11月22日 大河原小学校 みその授業続き その2「郷土食」について

味噌の秘密その2「郷土食」について

他にも昔から言い伝えられている言葉があります。
「みそを買う家は蔵建たぬ」
どんな意味でしょう?
「みそ」は昔は買うものではなく家庭でつくられるのが当たり前だったのです。ではどうして家庭でつくっていたのでしょう?博士に教えてもらいましょう。と言うことで、次のような話をしました。

味噌は、大変栄養に優れた食べ物であると同時に、保存食品であると言う事が重要な特徴です。
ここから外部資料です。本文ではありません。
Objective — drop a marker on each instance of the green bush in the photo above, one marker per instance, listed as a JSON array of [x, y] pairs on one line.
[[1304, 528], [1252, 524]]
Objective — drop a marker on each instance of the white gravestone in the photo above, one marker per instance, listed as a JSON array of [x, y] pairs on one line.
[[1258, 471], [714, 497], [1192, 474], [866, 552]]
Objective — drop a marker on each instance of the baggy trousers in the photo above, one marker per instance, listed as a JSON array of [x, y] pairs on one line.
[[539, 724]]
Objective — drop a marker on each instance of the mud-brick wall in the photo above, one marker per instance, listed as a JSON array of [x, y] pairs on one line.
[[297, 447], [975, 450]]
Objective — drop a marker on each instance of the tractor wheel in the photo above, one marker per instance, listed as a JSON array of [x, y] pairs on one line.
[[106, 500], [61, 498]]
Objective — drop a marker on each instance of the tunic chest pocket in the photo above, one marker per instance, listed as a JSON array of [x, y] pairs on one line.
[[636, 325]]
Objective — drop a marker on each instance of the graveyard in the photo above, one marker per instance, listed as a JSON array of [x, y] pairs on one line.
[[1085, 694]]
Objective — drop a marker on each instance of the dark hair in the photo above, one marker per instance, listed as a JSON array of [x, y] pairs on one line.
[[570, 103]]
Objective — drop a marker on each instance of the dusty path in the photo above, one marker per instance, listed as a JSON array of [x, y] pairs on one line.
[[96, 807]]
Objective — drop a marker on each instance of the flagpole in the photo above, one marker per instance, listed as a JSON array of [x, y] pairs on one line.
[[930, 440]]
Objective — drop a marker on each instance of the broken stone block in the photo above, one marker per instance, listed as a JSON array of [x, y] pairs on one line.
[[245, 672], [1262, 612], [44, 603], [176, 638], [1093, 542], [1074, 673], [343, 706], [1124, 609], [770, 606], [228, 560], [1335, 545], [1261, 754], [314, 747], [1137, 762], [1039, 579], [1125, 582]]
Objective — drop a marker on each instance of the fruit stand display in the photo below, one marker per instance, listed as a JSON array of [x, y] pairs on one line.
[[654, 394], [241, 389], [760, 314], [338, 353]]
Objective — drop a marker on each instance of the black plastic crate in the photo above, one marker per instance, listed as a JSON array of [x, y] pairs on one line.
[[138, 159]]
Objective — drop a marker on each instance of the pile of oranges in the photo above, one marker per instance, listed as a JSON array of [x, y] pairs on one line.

昔は、天候不順によって、お米がとれない不作の年などには、飢餓がおこり食べ物がなくなる事がありました。
そんな時でも、栄養満点の味噌さえあれば何とか生きていける。
生きてゆくには、絶対に味噌を切らすなと言われてきました。
また、「味噌は不老長寿の薬」と言われ、食べ物であると同時に漢方薬的な効用のある食べ物として大切にして来ました。
「味噌は医者要らず」と言われる所以です。

また、戦国時代の武将たちは、兵糧として「お米と味噌」、この2つを絶対必要な兵糧として特別扱いしていました。
栄養満点な味噌は、力が出る。戦闘能力を左右する重要な兵糧として大切にしていました。
そんな事から日本各地の武将たちがつくらせた味噌が地域ごとに生まれました。
武田信玄の信州味噌。徳川家康の八丁味噌。そして伊達政宗の仙台みそ。

味噌は、大きく原料の違いで、米みそ、豆みそ、麦みそがあります。
また、色の違いで、赤みそ、淡色みそ、白みそがあり、味の違いで、辛みそ、甘みそなどに分類され、日本各地には沢山の種類の味噌があります。
もっと言えば、それぞれ造られる味噌の数だけ味噌の種類があるという事です。
これも味噌が発酵食品であり、保存食品であるが故の事といえます。